Il en est ainsi de l’identité. Dans la mesure où l’individu lui-même est engagé dans l’ascension de son propre développement par le biais de l’exercice de nouvelles fonctions, l’exploration de nouveaux comportements, l’expérimentation de nouvelles émotions, le tout supporté par la rétroactivité positive de son milieu, il sera en mesure de s’approprier ces nouvelles dimensions ou de les abandonner selon qu’elles lui servent ou non.[6]

Il aura alors adapté des aspects de son identité afin de pouvoir rencontrer les exigences de son rôle, et, parallèlement, possiblement adapté le rôle afin d’assurer une cohérence nécessaire avec les bases de son identité. 

Invariablement, le résultat en est un de profonde transformation au niveau de ses croyances, son expérience et ses valeurs.

Pour que le changement prenne place il doit être soutenu par les valeurs de l’individu.  Ainsi, les programmes de développement du leadership qui tiennent exclusivement compte des acquisitions de connaissances et compétences sans pour autant se soucier de l’aspect identitaire et profondément individuel de chacun ne sauraient atteindre les résultats escomptés.

Identité et leadership : Des notions à intégrer si ce n’est déjà fait.

 

[1] Pfeffer, J., Sutton, R.I., (1999). The knowing-doing gap: How smart companies turn knowledge into action.

[2] VanLehn, K., (1989). Problem solving and cognitive skill acquisition.
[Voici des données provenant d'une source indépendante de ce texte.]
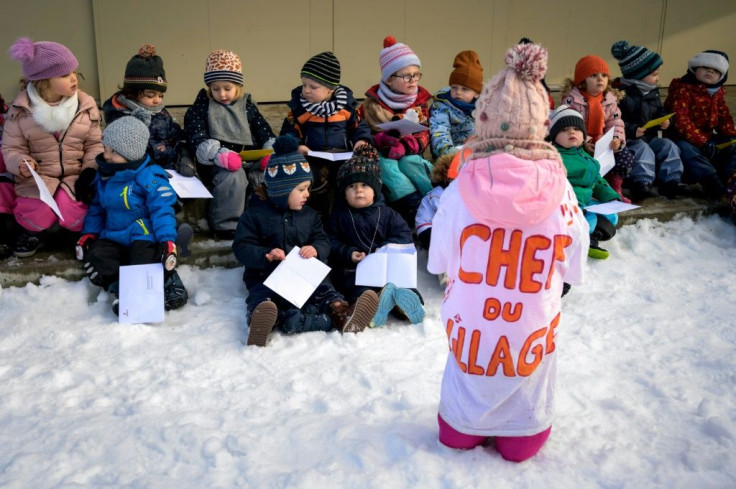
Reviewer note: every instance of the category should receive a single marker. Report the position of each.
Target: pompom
(619, 48)
(22, 49)
(529, 61)
(147, 51)
(285, 144)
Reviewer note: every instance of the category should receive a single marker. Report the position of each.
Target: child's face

Foundations of cognitive science (pp 527-579). MIT Press.

[3] Lord R.G., Hall, R.J., (2004). Identity, deep structure and the development of leadership skill.

[4] Ibarra, H., Snook, S., Guillen Ramo, G., (2014). Identity-Based Leader Development. HB Press.  

[5] Markus, H., Nurius, P. (1986). Possible selves. American Psychologist.41,954-969

[6] Ibarra, H. (1999). Provisional selves: Experimenting with image and identity in professional adaptation. Administrative Science Quarterly.  4, 764-791.